TDD is an accumulative measurement. So, I can measure the TDD generated in a month. There are some small issues on how to balance between months, but this is not a big problem. So, within the month the TDD contains only orders that should have been shipped before the month and then accumulate more T multiplied by late-days.
IDD is a snap-shot. It can jump up and down within one day, relative to TDD, within that month, that goes up or stay straight. Looking on the average IDD loses it’s impact. The measurement of inventory turns, which could be used for dollar-turns in inventory, is much simpler to use.

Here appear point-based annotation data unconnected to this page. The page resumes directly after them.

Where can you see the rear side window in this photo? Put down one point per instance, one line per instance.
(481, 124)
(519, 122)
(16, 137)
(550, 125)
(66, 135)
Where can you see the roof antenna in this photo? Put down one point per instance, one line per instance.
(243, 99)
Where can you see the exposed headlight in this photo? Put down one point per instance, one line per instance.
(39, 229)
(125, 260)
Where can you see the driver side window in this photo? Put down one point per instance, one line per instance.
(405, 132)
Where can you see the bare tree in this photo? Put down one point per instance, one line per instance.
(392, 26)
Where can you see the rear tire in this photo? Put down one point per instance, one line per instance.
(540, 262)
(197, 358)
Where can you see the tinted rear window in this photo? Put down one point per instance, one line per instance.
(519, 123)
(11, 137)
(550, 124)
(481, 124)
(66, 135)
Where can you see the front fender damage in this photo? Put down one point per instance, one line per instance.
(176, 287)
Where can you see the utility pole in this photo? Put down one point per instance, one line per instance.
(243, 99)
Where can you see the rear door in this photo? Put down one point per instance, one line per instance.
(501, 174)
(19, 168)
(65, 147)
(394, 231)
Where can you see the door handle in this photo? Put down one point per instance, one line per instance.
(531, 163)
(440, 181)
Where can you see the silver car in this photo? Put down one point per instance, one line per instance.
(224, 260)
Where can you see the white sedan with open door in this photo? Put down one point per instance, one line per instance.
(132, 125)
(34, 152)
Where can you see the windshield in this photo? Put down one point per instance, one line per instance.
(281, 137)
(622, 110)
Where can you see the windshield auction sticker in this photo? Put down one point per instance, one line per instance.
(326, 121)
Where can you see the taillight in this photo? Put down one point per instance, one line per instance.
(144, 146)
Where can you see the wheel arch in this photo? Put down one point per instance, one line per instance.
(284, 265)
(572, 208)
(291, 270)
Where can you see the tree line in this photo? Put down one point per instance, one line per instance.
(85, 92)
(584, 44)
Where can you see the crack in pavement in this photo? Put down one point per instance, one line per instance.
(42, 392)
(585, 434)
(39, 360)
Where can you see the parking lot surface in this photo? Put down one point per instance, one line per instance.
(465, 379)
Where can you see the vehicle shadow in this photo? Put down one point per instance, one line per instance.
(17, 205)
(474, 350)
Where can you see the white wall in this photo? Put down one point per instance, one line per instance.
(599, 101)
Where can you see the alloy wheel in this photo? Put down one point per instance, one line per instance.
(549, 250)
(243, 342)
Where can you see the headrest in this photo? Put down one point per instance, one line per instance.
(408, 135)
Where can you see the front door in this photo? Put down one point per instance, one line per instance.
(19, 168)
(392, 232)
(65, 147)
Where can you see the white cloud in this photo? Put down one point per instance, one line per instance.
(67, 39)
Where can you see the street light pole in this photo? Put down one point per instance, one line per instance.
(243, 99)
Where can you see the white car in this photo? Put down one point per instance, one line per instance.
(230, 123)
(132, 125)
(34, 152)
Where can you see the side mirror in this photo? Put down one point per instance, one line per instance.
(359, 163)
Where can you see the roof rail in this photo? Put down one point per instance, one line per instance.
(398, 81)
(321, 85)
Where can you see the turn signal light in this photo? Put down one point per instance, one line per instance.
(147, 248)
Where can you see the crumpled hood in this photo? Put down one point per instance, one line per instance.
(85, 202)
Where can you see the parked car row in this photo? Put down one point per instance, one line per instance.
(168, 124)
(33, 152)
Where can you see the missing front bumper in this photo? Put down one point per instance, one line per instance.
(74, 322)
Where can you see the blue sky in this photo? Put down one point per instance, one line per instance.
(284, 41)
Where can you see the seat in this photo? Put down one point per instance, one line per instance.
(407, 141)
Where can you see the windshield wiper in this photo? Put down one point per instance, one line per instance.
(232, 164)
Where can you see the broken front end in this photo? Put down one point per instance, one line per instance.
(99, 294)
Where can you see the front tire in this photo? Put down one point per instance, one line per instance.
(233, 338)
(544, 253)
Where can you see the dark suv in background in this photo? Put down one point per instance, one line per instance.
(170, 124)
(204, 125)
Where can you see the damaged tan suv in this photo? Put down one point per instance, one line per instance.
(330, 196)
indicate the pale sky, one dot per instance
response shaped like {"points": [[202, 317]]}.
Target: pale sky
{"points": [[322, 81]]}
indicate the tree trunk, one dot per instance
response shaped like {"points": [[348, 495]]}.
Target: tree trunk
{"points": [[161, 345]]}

Generally speaking, TDD is a valuable general indicator of delivery performance. When it goes significantly up – we should worry. When I like to look on the contributor to TDD I’d look on TWO lists:
1. Orders that were late more than others.
2. The big orders, by T or Revenue, that were late.
I think I can make conclusions only if I separate the two parameters in the TDD.
I fail to see the value of IDD. I do see a lot of value in looking into the inventory items and see which items are held for long time. I like to check whether those items in inventory have still potential to be sold, and this could lead to certain actions, from writing-off those items off to using them as planned.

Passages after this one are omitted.